Kuh, Borruff-Jones, and Mark discovered the need for institutions to incorporate meaningful information literacy instruction into the curricula using library related assignments collaboratively for first year courses (as cited in Douglas & Rabinowitz, 2016). Douglas and Rabinowitz (2016) conducted a mixed methods study to investigate the relationship between faculty-librarian collaboration and course for first year students and students’ demonstrated information literacy abilities. The study was conducted using “surveys, interviews and rubric-based assessments of student research essays” (Douglas & Rabinowitz, 2016, p. 144). A diverse group of faculty, administrators, librarians and first year the students were recruited for the study. The team developed a survey that was used to “gather information on students’ level of familiarity with and use of libraries and accompanying resources during high school” (Douglas & Rabinowitz, 2016, p. 147). 

The surveys were printed and distributed to students in their first-year seminar class during the first week of class to yield a favorable return rate. There were 385 students enrolled in the seminar and 98% responded to the survey. Faculty members were interviewed using questions that focused on information literacy integration, working with librarians, and over all teaching experiences during first-year seminars. They pointed out that student engagement and interpersonal relationships had a big impact on the success of their course (Douglas & Rabinowitz, 2016). Furthermore, the study revealed that students had varying levels of familiarity with and use of the library’s resources. Thus, those enrolled in seminars with greater faculty- librarian collaboration were more likely to report using library resources and services. 

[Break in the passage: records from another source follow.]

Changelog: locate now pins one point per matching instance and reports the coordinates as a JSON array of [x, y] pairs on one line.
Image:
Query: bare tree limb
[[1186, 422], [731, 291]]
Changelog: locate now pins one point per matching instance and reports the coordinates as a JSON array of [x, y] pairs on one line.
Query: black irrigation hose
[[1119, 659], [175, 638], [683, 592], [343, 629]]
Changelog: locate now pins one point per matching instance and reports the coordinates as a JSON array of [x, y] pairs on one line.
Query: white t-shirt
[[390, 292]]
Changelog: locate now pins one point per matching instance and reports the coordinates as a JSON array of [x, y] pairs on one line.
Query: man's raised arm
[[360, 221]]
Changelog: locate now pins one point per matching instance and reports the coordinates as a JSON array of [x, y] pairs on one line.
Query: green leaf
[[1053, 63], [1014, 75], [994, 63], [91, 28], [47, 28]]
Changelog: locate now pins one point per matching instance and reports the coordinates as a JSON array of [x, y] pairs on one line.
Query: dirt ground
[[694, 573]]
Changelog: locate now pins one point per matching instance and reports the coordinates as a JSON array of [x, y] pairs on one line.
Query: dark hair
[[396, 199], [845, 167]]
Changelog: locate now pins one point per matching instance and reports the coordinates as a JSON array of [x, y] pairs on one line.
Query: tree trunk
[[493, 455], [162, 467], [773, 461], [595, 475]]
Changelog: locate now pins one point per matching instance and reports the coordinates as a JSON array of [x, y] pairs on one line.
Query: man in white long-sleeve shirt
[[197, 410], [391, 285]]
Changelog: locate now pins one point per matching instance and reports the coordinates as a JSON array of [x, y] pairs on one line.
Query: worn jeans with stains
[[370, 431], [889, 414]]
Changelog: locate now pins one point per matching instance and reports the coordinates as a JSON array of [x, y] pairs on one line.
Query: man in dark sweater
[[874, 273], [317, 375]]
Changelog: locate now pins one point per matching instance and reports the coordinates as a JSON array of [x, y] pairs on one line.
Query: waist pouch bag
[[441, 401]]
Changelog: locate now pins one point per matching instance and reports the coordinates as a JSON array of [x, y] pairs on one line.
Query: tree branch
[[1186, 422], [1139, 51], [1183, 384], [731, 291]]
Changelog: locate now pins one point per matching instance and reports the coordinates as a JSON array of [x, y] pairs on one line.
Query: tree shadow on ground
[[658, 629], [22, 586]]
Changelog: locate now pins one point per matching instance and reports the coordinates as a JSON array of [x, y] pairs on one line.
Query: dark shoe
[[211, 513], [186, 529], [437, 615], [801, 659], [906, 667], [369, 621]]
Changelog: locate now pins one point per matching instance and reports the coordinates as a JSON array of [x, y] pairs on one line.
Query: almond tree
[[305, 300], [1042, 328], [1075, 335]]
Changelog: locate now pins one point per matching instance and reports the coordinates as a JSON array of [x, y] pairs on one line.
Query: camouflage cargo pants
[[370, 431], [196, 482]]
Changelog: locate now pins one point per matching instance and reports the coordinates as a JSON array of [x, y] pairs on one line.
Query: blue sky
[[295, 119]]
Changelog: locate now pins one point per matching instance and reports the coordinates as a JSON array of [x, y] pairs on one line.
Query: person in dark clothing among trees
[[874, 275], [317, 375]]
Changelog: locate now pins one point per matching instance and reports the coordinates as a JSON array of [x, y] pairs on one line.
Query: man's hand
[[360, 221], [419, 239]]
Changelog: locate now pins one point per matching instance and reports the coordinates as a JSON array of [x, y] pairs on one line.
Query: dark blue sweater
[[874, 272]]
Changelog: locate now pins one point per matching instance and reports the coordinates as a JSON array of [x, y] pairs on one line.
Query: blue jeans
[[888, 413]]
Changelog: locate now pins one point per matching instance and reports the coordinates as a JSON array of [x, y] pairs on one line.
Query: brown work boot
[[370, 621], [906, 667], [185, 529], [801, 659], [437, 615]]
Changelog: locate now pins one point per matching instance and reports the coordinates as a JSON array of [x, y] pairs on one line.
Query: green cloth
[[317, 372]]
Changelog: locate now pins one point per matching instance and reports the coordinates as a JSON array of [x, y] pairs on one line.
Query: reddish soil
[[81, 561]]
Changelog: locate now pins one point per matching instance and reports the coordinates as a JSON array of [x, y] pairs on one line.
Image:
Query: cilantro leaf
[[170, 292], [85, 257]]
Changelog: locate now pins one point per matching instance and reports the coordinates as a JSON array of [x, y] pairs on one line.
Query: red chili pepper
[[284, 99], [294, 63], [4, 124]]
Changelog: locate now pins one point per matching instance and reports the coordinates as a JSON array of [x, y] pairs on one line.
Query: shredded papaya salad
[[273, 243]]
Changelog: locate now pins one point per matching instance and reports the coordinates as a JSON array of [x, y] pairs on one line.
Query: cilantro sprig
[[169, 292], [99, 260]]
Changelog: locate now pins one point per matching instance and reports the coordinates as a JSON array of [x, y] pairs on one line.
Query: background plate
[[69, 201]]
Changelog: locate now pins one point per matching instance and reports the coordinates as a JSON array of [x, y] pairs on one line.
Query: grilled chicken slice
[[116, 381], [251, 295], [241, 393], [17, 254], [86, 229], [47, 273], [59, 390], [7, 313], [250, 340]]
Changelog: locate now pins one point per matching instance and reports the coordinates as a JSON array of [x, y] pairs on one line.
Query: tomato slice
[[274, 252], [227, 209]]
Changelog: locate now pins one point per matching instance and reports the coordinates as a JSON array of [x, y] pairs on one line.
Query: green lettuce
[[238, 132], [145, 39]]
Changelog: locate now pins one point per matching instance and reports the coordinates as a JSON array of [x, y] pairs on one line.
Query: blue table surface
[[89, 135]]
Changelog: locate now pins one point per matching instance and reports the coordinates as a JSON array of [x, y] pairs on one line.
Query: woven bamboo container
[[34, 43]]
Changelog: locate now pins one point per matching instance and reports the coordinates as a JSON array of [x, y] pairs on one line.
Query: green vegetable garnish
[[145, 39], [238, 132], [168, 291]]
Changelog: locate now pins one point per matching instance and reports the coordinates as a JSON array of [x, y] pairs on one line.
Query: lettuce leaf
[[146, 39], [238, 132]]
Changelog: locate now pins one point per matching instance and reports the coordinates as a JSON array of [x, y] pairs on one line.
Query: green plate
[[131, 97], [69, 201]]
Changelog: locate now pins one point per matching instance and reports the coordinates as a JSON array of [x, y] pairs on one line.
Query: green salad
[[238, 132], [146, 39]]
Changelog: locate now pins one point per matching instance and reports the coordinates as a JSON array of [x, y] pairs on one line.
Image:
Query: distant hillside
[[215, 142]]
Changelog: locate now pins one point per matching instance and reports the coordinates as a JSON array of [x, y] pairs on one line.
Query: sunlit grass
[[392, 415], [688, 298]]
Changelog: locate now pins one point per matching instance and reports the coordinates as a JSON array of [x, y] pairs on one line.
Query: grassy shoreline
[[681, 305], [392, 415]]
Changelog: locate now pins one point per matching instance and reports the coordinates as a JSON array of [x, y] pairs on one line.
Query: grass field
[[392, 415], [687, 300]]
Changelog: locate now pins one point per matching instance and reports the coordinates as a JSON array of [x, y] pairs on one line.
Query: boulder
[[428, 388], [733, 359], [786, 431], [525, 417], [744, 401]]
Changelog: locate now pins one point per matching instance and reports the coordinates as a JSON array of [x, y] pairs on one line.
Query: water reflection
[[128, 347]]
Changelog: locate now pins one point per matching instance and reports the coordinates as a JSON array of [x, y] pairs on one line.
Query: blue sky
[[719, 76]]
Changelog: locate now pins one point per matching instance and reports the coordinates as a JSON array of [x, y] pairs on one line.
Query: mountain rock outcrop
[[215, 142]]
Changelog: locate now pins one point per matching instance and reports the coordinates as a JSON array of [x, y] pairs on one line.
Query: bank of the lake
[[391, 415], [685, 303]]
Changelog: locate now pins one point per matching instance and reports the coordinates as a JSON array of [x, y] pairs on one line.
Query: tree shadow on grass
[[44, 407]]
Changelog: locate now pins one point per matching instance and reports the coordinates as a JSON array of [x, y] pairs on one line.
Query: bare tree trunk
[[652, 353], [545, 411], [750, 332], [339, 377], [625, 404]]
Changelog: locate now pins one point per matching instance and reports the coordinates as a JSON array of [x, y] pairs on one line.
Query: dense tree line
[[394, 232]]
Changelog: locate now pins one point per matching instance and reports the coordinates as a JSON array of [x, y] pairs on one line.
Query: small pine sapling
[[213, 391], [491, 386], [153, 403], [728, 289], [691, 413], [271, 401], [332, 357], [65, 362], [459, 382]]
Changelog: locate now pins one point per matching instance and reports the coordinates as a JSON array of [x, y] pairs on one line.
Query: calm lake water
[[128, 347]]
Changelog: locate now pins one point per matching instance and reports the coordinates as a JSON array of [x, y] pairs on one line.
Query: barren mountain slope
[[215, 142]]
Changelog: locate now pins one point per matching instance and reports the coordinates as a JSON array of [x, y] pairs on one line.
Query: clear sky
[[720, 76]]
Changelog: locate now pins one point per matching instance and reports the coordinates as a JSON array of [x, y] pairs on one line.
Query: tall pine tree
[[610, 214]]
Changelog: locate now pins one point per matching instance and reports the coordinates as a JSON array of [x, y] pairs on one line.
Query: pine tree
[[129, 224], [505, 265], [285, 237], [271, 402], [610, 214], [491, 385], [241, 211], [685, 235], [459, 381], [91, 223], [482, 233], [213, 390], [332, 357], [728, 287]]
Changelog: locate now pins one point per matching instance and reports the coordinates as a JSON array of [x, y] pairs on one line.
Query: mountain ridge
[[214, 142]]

Cook and Klipfel (2015) outlined a framework for information literacy instruction for facilitating student retention as well as transfer of information literacy skills. They provide five principles and strategies for providing retention (Cook & Klipfel, 2015). They include creating a problem context, doing less, building a narrative, focusing on deep structure, and understanding that active learning is proactive of deep structure (Cook & Klipfel, 2015). Their model of instruction was developed to serve as a guide for librarians who wanted to use the findings of cognitive science to improve student learning outcomes (Cook & Klipfel, 2015). 

Best Practice, Sense of Belonging 
When looking from a student’ perspective, persistence is another way of referring to motivation (Tinto, 2017b). Motivation is what is needed to continue pursuit of a goal, although challenges may arise (Tinto, 2017b). This is important to understand because it allows universities to evaluate what can be done to not only retain students, but to influence student motivation in efforts to impact persistence and then ultimately graduation (Tinto, 2017b). Coupled with motivation and self efficacy is the need to ensure that students consider themselves as a part of and valued by the dominant community of students, faculty and staff (Tinto, 2017b). Tinto (2017a) describes this as a sense of belonging and is directly impacted by the dominant campus climate with “other students, academics, professional staff and administrators, whether on-campus or on-line” (p. 4). 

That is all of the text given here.